Mrs Elizabeth Birch and her daughter, (1741), Joseph Highmore

Mrs Elizabeth Birch and her daughter (1741), Joseph Highmore. Fitzwilliam Museum, Cambridge

Highmore insists on these onlookers, some of whom are merely neglectful, others actively harmful. They recall the parson at the beginning of Hogarth’s Harlot’s Progress, who doesn’t notice the naive Moll Hackabout talking to the bawd, Mother Needham. Yet they also contrast with those charitable figures, arriving or still wished-for, who intervene. Uninterested passers-by stalk the background of Highmore’s large-scale Good Samaritan (1744), a biblical subject that Mr. B. also has on his wall, in the first Pamela painting. He seems oblivious to its reflection on his servant’s vulnerability: her need for friends; her struggles to find them. Pamela ends with the heroine telling stories to a row of pink-cheeked children, but Highmore’s paintings suggest that an alternative, violent outcome was always possible.

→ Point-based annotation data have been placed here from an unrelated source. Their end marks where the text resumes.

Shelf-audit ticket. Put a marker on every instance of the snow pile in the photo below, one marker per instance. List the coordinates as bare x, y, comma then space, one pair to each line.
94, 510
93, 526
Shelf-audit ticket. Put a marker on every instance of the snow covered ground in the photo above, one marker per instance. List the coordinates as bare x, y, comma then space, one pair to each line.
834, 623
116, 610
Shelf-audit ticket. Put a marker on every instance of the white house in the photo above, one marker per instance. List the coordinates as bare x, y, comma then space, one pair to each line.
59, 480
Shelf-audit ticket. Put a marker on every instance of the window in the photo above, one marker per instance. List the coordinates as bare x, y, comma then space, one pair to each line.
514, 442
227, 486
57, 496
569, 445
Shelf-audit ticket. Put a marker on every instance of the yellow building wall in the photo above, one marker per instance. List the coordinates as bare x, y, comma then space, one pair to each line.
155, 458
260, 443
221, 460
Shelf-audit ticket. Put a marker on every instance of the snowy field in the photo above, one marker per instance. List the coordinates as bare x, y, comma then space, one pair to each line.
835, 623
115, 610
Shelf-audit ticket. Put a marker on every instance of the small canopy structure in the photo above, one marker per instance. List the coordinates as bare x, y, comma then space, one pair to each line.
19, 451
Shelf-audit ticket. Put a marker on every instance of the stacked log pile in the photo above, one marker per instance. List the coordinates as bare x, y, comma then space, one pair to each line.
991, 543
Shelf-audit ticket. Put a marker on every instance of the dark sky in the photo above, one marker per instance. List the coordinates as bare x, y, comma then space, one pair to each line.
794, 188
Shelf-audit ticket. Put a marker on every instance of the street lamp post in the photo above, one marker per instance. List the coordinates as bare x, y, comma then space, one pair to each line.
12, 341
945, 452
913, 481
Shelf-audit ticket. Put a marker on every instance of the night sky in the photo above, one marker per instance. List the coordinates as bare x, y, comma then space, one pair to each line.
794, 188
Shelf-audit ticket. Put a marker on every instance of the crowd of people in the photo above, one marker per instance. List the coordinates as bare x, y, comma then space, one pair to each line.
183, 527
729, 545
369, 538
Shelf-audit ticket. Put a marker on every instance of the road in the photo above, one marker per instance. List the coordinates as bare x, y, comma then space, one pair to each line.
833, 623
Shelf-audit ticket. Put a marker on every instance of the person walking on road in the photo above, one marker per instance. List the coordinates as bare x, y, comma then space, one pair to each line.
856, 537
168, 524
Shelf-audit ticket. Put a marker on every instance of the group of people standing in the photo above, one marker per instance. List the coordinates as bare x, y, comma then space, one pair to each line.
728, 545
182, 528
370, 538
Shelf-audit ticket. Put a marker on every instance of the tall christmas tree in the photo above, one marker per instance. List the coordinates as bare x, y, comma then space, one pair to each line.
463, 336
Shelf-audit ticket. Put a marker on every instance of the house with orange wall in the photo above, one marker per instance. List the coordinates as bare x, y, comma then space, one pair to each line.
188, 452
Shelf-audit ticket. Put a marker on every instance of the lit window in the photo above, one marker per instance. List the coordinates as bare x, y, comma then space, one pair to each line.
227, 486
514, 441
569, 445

The Angel of Mercy, (c. 1746), Joseph Highmore, Yale Center for British Art

The Angel of Mercy (c. 1746), Joseph Highmore. Yale Center for British Art

A tragic possibility, for a less fortunate serving girl, does indeed appear in his extraordinary Angel of Mercy. At its foundation by Thomas Coram in 1739, the Foundling Hospital sought to rid shallow graves of dead babies, and scaffolds and backstreets of infanticidal mothers. Highmore’s sketchlike composition shows one such, in a chiaroscuro-lit cave, with a ribbon for a murder weapon – a bitter reminder of Highmore’s adjacent portraits of happy motherhood, the glittering Mrs Elizabeth Birch and her Daughter (1741) and Mrs Sharpe and her Child (1731), where ribbons carry children’s coral toys, or bind garlands of marital flowers. The descending angel reflects the Hospital’s active intervention in such stories, in contrast to the dubious cloaked figure watching from the corner. Hogarth’s own depiction of the Hospital, The Foundlings, displayed nearby, shows a weeping mother slowly moving towards redemption, but Highmore’s angel is firm. Grasping the mother by the hand, he pulls her out from the shadows. Now, the Foundling Museum brings Highmore, too, into the light.

‘Basic Instincts’ is at the Foundling Museum, London, until 7 January 2018.